ABSTRACT

This book is about Byzantine art and the European Renaissance. The final phase of the long artistic tradition of the Byzantine Empire and the early stages of what is called post-Byzantine art (Greek Orthodox art produced after the fall of Constantinople in 1453) coincide chronologically with the period of western art history known as the Renaissance. In the sixteenth century Giorgio Vasari, in his Lives of the most excellent painters, sculptors, and architects (first edition 1550, second 1568), defined the Renaissance as a revival of the art of classical antiquity that took place in Italy between the late thirteenth and the middle of the sixteenth centuries.1 In particular, he set this revival against the background of the maniera greca of medieval art – a supposed degeneration of the art of antiquity which Italian artists sought to break away from.2 Art historians have questioned or even contradicted many points of Vasari’s description, but his condemnation of the ‘Greek manner’ still casts a spell over our interpretation of this historical era.

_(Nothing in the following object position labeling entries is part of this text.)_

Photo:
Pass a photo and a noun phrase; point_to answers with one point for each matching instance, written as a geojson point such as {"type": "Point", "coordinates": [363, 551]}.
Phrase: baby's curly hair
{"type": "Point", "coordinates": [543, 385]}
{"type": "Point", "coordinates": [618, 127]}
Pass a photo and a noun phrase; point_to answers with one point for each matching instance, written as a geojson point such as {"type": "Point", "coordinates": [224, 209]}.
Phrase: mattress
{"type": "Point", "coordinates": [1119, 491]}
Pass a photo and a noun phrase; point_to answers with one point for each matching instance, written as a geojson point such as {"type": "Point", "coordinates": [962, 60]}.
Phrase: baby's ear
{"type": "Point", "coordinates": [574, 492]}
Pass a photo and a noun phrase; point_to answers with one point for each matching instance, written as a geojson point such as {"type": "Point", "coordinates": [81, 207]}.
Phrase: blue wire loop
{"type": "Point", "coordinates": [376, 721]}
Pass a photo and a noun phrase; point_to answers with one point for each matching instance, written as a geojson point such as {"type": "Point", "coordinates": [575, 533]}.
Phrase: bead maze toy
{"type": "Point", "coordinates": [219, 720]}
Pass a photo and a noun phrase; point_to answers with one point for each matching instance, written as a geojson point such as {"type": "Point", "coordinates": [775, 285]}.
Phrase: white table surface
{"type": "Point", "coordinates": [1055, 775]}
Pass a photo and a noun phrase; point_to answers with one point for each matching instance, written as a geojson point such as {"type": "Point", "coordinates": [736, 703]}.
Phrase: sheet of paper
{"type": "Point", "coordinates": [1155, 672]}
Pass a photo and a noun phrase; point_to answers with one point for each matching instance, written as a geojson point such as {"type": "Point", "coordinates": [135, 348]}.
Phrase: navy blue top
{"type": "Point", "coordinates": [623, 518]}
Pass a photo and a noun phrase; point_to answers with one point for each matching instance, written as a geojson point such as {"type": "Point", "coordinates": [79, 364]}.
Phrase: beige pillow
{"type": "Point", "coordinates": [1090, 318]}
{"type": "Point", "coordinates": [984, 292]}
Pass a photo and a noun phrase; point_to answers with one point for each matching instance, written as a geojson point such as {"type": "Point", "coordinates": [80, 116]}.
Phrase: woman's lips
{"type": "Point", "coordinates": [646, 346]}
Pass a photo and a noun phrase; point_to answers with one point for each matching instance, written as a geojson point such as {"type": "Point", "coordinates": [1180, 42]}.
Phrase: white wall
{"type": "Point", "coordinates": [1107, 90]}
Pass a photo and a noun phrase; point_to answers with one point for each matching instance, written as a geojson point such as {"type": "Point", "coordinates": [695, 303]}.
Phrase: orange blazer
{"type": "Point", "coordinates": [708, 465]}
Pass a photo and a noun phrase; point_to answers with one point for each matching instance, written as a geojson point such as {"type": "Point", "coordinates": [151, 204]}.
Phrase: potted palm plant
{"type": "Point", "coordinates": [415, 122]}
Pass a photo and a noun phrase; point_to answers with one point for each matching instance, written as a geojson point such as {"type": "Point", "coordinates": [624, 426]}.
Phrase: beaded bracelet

Similarly, historians of Byzantine art have claimed that until the fall of Constantinople, the Greek Orthodox community was largely hostile towards Latin Christianity and rejected western artistic influences even on the island of Crete, which had passed from Byzantium to Venice shortly after the Fourth Crusade (1204) and was a region where Latin and Greek Orthodox populations were in close contact for a long period of time.3 Hence, late and post-Byzantine art and western Renaissance art have largely been studied as two separate phenomena with hardly any effect on one another.